How might At3g14460 contribute to broad-spectrum disease resistance in crops?

Understanding At3g14460's contribution to disease resistance has significant translational potential:

• Comparative functional analysis: Use At3g14460 antibodies to study the expression, localization, and activation of homologous proteins in crop species like Beta vulgaris (sugar beet), which contains the homologous gene LOC104887559 encoding a putative disease resistance protein .

• Resistance mechanism characterization: Determine whether At3g14460 and its homologs recognize conserved pathogen features that could provide broad-spectrum resistance.

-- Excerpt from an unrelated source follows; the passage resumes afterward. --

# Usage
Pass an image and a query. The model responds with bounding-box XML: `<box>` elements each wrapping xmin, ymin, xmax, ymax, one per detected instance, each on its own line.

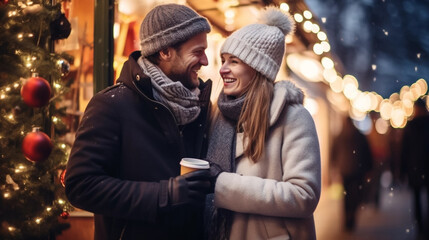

• Transgenic approaches: Express optimized versions of At3g14460 in crops and use the antibody to monitor protein accumulation and function.

• CRISPR-based genome editing: Modify endogenous At3g14460 homologs in crops to enhance their function, then verify modifications at the protein level.

• Protein engineering: Design synthetic immune receptors incorporating functional domains from At3g14460 and validate their expression and activity using antibodies.

These translational applications could ultimately contribute to developing crops with enhanced disease resistance, particularly against viral pathogens, potentially reducing reliance on chemical controls and improving agricultural sustainability.